Sunday 6th – Glentanner – Day off the bike. I don’t feel like cycling in the rain up to Mount Cook Village and consider hitching a lift but in the end have a quiet day at the camp site writing, eating, and sleeping. The rain gets progressively heavier. Walking down towards the lake for half an hour is enough to saturate my trousers and I turn back, damp and cold, set up a make-do bungee cord clothes line inside, and lie in my sleeping bag. As dusk falls the clouds break and turn pink. A long, low-hanging cloud stretches along the valley floor.

Monday 7th – Glentanner to Omarama (45.53 miles) – Great ride mostly downhill on long straight roads with big landscapes and big skies to marvel at. I stop for lunch in Twizel and order a beef burger; buy a tube of electrolytes to add into my drinking water – I’m losing so much liquid in this heat. Emotionally overwhelmed again – can’t stop crying so I just keep pedalling until I reach the Top 10 campsite at Omarama. Should have taken a cabin. Hot tubs up the road are fully booked. Nathalie and Anke from Holland arrive at the camp site – they are cycling the same route.

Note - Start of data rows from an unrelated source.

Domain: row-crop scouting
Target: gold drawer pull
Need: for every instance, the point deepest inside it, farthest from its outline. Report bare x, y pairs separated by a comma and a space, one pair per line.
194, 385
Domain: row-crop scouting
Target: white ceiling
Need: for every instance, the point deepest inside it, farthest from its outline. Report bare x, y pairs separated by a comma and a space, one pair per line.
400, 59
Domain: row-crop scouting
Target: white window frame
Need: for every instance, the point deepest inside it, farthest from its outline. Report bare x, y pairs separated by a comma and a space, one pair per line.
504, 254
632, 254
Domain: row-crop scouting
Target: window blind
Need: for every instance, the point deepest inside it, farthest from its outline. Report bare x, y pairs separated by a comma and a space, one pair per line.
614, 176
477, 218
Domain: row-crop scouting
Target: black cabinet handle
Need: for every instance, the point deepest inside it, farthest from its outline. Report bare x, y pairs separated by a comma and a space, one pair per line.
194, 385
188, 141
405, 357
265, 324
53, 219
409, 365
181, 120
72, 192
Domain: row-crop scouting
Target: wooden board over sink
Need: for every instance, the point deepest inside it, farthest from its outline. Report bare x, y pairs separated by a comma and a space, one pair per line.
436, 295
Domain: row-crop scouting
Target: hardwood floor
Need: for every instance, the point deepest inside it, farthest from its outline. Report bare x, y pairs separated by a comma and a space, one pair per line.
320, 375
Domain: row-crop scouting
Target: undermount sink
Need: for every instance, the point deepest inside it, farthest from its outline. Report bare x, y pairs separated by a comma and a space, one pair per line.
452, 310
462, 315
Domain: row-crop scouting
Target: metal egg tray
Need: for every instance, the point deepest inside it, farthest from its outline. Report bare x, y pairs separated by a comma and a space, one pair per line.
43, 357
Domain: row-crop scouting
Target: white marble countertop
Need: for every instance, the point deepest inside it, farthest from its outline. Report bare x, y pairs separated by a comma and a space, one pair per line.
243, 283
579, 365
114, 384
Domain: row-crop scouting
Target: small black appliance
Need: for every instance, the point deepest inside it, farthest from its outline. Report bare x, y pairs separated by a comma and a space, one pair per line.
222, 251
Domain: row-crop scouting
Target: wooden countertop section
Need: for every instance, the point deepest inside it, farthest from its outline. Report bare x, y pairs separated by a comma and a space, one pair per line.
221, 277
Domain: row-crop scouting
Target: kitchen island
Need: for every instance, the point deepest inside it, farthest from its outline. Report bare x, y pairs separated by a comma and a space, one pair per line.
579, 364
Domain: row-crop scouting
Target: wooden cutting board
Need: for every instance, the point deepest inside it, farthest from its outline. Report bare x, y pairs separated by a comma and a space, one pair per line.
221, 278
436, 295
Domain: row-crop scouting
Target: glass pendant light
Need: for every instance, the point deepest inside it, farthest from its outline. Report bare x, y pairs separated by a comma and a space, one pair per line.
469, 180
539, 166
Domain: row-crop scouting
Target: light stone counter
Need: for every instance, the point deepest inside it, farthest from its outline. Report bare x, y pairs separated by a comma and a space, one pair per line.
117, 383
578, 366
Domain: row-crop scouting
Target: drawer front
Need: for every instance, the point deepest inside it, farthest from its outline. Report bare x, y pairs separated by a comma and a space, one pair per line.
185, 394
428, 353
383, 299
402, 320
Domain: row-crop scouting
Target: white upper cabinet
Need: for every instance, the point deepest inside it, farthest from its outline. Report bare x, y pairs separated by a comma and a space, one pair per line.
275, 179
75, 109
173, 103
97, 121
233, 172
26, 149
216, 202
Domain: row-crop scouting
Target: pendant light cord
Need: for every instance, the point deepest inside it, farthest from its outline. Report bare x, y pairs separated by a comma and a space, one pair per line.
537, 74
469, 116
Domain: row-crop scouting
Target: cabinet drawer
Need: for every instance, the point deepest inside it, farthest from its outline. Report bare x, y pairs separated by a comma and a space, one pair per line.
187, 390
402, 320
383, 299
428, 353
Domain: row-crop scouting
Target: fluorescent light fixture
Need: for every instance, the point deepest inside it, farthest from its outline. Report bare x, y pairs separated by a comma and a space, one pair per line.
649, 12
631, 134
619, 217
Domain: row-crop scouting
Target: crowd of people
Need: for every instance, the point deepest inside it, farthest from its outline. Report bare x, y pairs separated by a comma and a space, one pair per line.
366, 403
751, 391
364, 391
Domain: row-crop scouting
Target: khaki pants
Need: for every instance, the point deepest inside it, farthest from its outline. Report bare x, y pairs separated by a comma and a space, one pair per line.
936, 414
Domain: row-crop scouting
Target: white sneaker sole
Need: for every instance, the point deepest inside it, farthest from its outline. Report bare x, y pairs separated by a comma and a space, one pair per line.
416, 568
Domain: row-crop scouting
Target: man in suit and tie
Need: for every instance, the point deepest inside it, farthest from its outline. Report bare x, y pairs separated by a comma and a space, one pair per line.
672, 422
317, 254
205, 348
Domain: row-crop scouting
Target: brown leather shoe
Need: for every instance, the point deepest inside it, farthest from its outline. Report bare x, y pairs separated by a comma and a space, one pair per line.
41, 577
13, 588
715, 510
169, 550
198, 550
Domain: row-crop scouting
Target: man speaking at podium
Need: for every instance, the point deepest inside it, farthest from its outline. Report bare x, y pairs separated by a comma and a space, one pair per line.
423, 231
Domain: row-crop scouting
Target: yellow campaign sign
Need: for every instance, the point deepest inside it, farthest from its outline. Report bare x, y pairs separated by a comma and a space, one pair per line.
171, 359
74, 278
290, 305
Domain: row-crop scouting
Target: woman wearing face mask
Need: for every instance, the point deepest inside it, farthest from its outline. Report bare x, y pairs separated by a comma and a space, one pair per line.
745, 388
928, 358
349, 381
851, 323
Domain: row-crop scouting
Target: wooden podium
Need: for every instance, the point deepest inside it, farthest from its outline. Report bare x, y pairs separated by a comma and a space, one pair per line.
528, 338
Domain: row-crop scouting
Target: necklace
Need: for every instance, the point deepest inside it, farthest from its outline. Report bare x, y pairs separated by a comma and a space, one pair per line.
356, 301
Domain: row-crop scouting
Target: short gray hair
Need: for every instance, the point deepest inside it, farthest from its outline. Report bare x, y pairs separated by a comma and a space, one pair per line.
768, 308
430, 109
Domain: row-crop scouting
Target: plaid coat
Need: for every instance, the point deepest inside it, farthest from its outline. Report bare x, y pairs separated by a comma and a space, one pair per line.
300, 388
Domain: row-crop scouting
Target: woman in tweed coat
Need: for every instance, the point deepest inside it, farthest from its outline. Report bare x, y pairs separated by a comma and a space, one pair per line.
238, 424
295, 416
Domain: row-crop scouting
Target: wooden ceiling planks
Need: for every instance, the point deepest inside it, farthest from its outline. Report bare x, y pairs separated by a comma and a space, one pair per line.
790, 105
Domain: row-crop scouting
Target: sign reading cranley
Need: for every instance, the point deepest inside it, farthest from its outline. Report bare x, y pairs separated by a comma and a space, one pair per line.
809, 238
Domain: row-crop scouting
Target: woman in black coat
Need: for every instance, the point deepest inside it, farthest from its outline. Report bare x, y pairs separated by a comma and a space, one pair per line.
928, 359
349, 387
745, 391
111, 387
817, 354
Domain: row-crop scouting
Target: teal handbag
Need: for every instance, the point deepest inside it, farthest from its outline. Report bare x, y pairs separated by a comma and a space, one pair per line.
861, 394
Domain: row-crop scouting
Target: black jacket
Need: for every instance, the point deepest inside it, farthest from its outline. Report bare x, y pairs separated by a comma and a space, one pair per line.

Tuesday 8th – Omarama to Kurow (41.74 miles) – Two big hills destroy my legs and stamina early on. The wind picks up after Otematata and I’m cycling directly into it. It’s so demoralising. I’m not enjoying the ride at all and spend much of the time thinking about quitting all together. The campsite at Kurow is down at heal. I opt for a bed in the lodge rather than the tent to cheer myself up (only $8 more) but it’s such a depressing dorm room with old worn sheets and smells musty. Peering through the more expensive cabin windows I can see clean white sheets and pay the $15 extra to upgrade. The supermarket in town has such little choice that I find myself touring it several time before finally opting for a can of tomatoes to go with the rice I already have, and then search for a small bottle of wine. Success at the bottle shop up the road who offer me two mini proseccos for $10. I take one.

Wednesday 9th – Kurow to Oamaru (42.30 miles) – I take the easy option and stick to the road – it’s pretty much downhill all the way. Stop at some Maori cave paintings but there’s not a lot to see as most of the paintings have been badly weathered. Not enjoying this and just want to get to Omaru and find a place to stay. I complete the ride (forty-two miles) in three and a half hours. Omaru is NZ’s capital of steampunk. I’m staying at the Harbour Campsite on a very exposed pitch by the roadside. A seagull steals a slice of my pizza at the brewery. Blue penguins nest here at night – I find one underneath a bench and more dotted along the harbour front. Feeling more positive.

Thursday 10th – Oamaru – A day off writing, walking, and still struggling to hold myself together. Attacked by seagulls as I wander into their territory – perhaps too close to a nest? Eggs and coffee in Harbour Street café and a walk out onto the pier. More penguins at dusk and a tour from a local guy who ‘spotted me’ in town earlier, which is slightly disconcerting.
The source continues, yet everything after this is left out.